I have the following regional economic data containing estimated output by sector up until 2100, for a variety of growth scenarios.
I want to sum the value of each sector to get a regional output estimate. This requires one to aggregate the output column repeatedly every 46 cells, placing the result in another column (preferably with other information attached too, such as year/scenario ID etc).
As there are >1,000,000 cells it's not a job that can be done by hand.

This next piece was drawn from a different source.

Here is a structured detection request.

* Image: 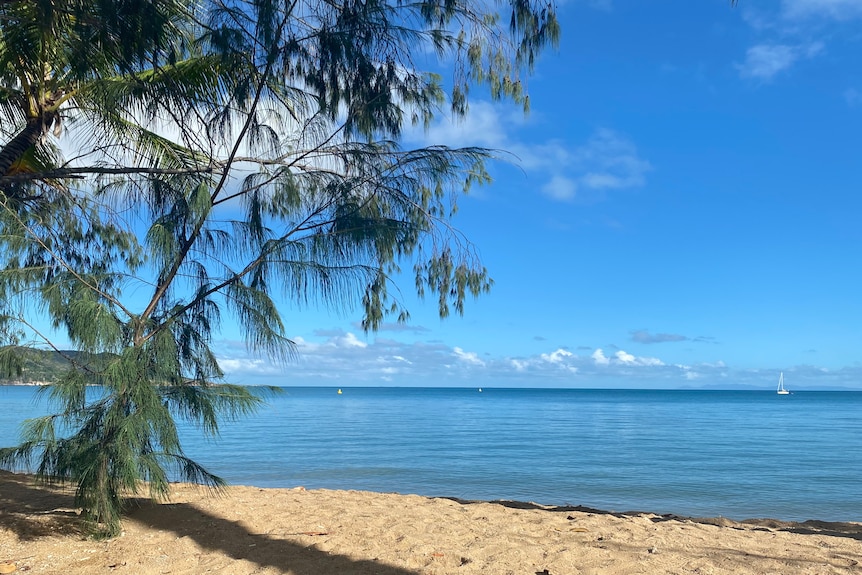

What is the easiest way to sum the regional output across all sectors, by scenario, year and region?
Here's some example data:
scenario year region_id region_name sector_id sector_name value/output
1A_1C_1C 2000 1 London 2 Mining & quarrying 642.2357178
1A_1C_1C 2000 1 London 3 Food, drink & tobacco 1979.741211
1A_1C_1C 2000 1 London 4 Textiles etc 586.706604
1A_1C_1C 2000 1 London 5 Wood & paper 318.1535339
1A_1C_1C 2000 1 London 6 Printing & recording 1749.062012
...
1A_1C_1C 2000 2 South East 1 Agriculture etc 771.9697876
1A_1C_1C 2000 2 South East 2 Mining & quarrying 542.2153931
1A_1C_1C 2000 2 South East 3 Food, drink & tob. 1990.234009
1A_1C_1C 2000 2 South East 4 Textiles etc 205.3581085
EDIT: Can the results please be reported by taking the sum of the output for each region from column 7, and placing them in column 8. Ideally column 9 would then include the specific region name and column 10 would include the specific scenario variant, like this:
Output Region Scenario Year
XXXXXX London 1A_1C_1C 2000
XXXXXX South East 1A_1C_1C 2000
...
XXXXXX London 1B_1C_1A 2000
XXXXXX South East 1B_1C_1A 2000
...
EDIT: Add 'year' to output example
I worked out how to do the numerical calculation in Excel. Here's the formula:
=SUM(OFFSET($E$2,(ROW()-2)*46,0,46,1))
This sums all values in E2 downwards, every 46 rows using the OFFSET function. The trick is in row() which returns the row number, takes 2 from this number (as I started on C2), and then multiplies this by 46, to shift the SUM function down the column.